I do think that people should occasionally stop and think about what's going on in this game, what it says about the fictional world it represents and the real world it... parodies? satirizes?

What we think about good and evil, in short.

Heaven knows there's enough suffering in this world - in Haiti, Afghanistan, Sudan, the Phillipines - to want to invent more in our fantasies.

Play this game, if you're interested in it. It's pretty good. But like reading Lolita, The Story of O or Blood Meridian, there are imagined acts and events contained within which are pretty unsettling and world-view challenging.

To quote the internet meme "What is seen cannot be unseen."

Or you can just shrug it off and say "It's just a game."

2 comments:

  1. Well, Kozure, looks like you really opened up a can of worms!

    I'm actually a little surprised at your reaction. I bought the game despite my misgivings about the theme because it was billed as a successful blend of euro-mechanics and ameritrash elements (sorry for using the term). The funny thing is that MY misgivings about the theme had a lot more to do with the fact that I find the theme hard to take seriously, not because it makes me feel "icky inside". I find the explicit use of over the top references to blood, pus and orgiastic behaviour silly in the same way that I find most attempts to make goth and vampire stuff seem cool. It just tries so hard and in the end it's just hard to take seriously.

    To put it another way, I would be embarrassed to present the theme of this game to anybody who isn't already a game geek, or potentially a teenager who is in this type of thing. And even then.

    Luckily, I quite enjoyed the game despite the REALLY IMPORTANT mistakes in the rules and components which make the game massively imbalanced until you find out about the errata. We'll see if the potential is realized once balance is restored.

    ReplyDelete
  2. [q="Kozure"]Serial killings. Confinement and sexual exploitation of children. Genocide. You can talk until the cows come home about biological programming or environmental conditioning but at some point our society has to say, "this is where you are responsible for your actions, and what you are doing is wrong"

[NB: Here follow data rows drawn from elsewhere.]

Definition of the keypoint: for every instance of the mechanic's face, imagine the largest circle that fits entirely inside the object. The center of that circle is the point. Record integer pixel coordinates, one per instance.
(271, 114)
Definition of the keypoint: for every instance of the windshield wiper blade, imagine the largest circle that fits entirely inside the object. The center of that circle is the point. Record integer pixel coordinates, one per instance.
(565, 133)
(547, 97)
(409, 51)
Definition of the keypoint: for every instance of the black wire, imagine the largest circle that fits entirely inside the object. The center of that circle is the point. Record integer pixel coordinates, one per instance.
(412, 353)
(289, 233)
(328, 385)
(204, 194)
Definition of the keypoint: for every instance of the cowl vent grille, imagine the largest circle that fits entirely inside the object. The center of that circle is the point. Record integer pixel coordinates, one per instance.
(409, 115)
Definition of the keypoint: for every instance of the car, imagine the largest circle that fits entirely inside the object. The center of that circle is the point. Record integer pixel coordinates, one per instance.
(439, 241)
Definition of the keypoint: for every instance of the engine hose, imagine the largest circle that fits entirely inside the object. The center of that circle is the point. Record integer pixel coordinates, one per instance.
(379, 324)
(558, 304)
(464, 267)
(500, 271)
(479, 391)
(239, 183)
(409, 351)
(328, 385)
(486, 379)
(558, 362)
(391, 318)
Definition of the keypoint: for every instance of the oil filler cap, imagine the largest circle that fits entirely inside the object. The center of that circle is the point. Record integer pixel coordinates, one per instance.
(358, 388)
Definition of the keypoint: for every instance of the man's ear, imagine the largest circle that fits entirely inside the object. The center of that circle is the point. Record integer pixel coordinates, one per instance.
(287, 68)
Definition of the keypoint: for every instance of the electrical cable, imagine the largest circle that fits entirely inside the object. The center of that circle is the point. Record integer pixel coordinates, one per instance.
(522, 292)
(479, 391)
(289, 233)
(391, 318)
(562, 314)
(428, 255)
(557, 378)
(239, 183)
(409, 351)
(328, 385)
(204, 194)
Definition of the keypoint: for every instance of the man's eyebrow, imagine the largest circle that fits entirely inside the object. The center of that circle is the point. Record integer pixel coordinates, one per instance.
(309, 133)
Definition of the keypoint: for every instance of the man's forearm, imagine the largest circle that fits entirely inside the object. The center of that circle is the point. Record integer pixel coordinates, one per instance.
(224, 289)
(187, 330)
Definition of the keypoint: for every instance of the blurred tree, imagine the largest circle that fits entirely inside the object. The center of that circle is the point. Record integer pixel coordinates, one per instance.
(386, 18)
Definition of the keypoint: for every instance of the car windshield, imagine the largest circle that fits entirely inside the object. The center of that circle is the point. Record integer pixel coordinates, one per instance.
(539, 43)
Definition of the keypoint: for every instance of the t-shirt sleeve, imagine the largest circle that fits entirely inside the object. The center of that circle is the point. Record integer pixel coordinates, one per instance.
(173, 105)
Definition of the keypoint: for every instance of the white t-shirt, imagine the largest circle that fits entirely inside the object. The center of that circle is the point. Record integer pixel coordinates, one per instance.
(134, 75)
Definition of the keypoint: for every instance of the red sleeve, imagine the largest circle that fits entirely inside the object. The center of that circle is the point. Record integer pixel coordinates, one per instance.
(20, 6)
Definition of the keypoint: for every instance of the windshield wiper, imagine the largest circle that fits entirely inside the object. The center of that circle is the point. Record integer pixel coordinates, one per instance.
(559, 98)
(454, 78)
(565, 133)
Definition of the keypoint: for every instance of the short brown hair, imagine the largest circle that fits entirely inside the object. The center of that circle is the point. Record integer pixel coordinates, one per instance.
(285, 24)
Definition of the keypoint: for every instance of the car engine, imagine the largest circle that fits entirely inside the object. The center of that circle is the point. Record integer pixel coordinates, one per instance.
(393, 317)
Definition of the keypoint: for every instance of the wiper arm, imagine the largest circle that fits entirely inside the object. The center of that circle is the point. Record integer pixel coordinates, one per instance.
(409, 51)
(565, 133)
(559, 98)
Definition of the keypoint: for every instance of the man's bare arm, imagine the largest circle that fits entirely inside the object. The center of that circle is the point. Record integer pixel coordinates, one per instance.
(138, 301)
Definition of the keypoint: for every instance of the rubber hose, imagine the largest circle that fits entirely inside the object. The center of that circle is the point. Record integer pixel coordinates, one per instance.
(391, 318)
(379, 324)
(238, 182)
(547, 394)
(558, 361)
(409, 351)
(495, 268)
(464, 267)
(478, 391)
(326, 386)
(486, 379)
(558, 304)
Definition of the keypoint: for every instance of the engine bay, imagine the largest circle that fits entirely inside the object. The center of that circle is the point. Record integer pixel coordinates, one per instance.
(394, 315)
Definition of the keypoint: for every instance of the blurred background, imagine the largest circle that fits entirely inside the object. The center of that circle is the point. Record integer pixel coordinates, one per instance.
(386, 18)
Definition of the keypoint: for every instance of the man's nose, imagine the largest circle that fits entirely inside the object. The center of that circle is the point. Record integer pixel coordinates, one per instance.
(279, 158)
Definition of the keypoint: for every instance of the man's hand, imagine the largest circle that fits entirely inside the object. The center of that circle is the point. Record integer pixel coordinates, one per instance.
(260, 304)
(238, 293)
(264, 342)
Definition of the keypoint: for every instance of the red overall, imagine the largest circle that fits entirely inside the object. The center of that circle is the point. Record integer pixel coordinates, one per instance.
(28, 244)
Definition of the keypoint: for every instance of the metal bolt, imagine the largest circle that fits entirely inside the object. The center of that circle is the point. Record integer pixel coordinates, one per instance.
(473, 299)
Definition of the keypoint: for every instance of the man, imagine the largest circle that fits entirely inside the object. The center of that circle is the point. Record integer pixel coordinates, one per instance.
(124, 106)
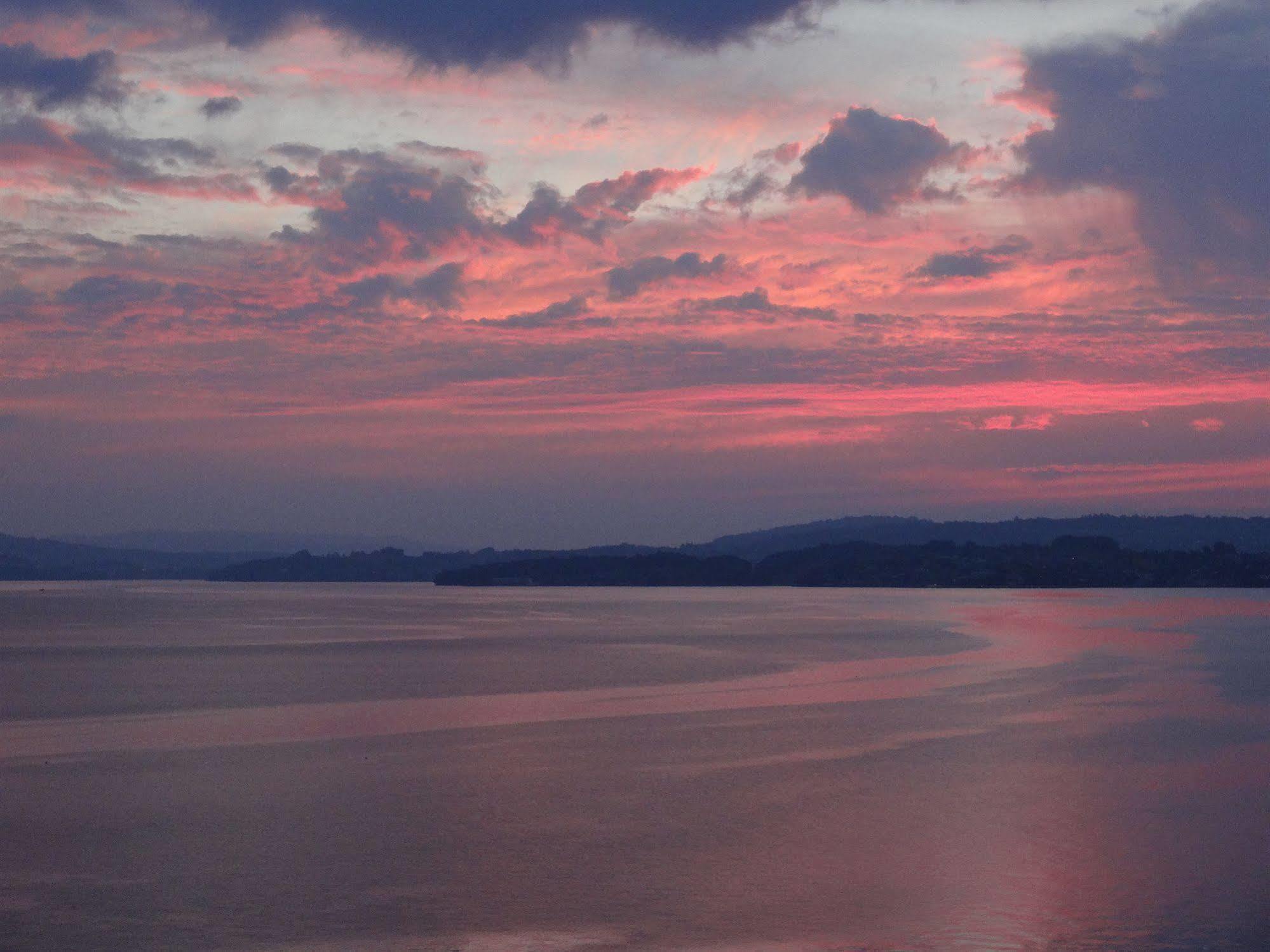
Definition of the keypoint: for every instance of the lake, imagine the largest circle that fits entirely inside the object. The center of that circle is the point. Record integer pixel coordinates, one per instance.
(310, 768)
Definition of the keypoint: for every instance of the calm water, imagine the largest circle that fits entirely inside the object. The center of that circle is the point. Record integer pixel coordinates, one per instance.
(400, 767)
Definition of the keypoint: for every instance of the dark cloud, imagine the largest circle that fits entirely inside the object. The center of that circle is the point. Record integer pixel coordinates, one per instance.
(784, 154)
(558, 312)
(1180, 121)
(441, 288)
(391, 211)
(58, 80)
(374, 207)
(482, 33)
(470, 158)
(593, 210)
(973, 262)
(875, 161)
(107, 293)
(626, 281)
(753, 300)
(745, 189)
(220, 105)
(99, 159)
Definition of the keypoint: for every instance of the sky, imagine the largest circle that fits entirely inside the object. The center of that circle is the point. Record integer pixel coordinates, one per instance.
(579, 272)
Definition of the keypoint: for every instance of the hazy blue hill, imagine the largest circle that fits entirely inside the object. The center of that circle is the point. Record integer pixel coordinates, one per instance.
(243, 541)
(42, 559)
(656, 569)
(1138, 532)
(394, 564)
(1070, 561)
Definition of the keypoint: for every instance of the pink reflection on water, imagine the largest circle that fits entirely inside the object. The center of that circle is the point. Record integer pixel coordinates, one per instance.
(1024, 631)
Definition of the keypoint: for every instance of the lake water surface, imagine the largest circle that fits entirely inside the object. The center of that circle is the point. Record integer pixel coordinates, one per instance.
(311, 768)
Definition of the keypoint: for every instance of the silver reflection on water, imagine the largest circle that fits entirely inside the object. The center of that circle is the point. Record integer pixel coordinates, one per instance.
(402, 767)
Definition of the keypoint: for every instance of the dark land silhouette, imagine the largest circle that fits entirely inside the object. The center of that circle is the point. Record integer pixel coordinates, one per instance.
(1069, 561)
(691, 564)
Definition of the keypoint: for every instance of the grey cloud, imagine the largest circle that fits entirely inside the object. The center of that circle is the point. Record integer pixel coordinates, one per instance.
(217, 107)
(1180, 121)
(553, 314)
(973, 262)
(626, 281)
(58, 80)
(441, 288)
(875, 161)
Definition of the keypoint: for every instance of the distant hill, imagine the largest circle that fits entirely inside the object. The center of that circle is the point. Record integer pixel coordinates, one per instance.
(165, 559)
(393, 564)
(244, 541)
(654, 569)
(50, 560)
(1067, 563)
(1138, 532)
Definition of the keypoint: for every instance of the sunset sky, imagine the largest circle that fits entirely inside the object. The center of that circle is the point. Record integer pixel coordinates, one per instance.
(587, 271)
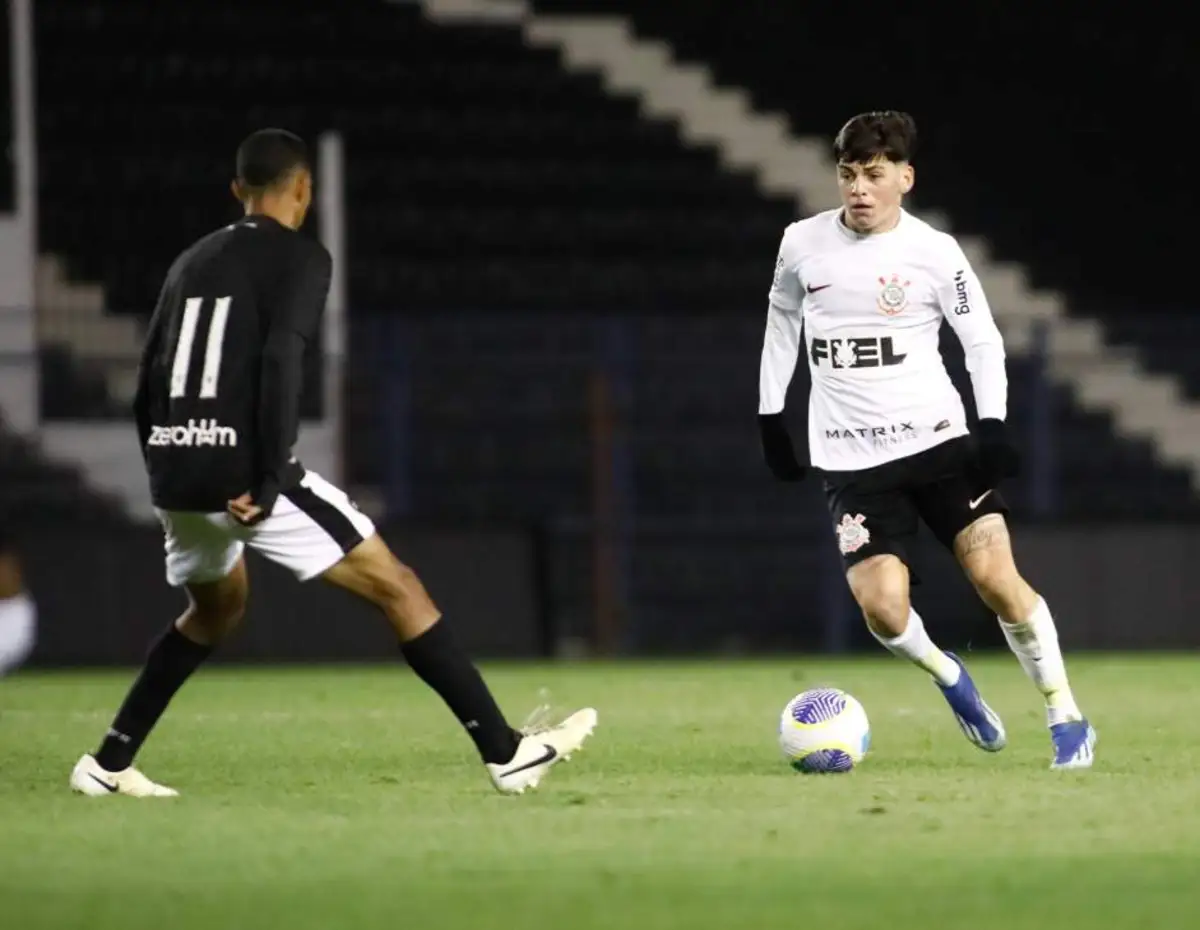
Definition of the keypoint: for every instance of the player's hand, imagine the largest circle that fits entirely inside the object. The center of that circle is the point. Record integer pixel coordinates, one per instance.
(777, 448)
(245, 510)
(996, 457)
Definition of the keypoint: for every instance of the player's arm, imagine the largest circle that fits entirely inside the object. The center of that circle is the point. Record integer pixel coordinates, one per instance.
(292, 324)
(142, 395)
(780, 351)
(966, 309)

    Where and how we draw the line of evil has shifted dramatically over the course of human history. Homosexuality used to be evil; still is, for some.

    Ruining countrysides, slaughtering peasants, corrupting heroes, blood sacrifices, intentionally spreading lies and disease. Evil, in my book.[/q]

    Thought I'd add my two cents...

    I don't really buy into the concept of evil so much. Not in the real world, anyway. I think "evil" is more a useful concept for categorizing characters in stories than anything else.

    In my mind, there are two main types of "evil": Evil forces and evil intentions.

    Evil forces are usually ascribed to the effects of some "outside" influence on events, or on a fictional being that is evil in the same way that a person is "tall" or "blonde". It's a characteristic of the being, and it just is. No explanation necessary. Many gods, super-villains, etc have are this way. Sauron is a god example. He is evil. No one knows why, and for the purpose of the LOTR books, he could do absolutely nothing and we would be happy to accept that he is an "evil" character. The Persian army in 300 was evil in the eyes of the Spartans, but does anyone seriously believe that it was the case in history?

    Evil intentions are interpreted in the actions of certain human beings. A single act can be described as evil, and a person might be described as evil if they do several of these evil things (or a few singularly massive evil things). The problem is that in most cases, it's hard to actually support the argument. Just like the fact that homosexuality has been previously described as evil in some people's eyes, the label is mostly a matter of perspective and opinion. The mad evil scientist or evil warlord is caricature. I just don't buy it. In the eyes of the person doing evil, they are probably doing something right.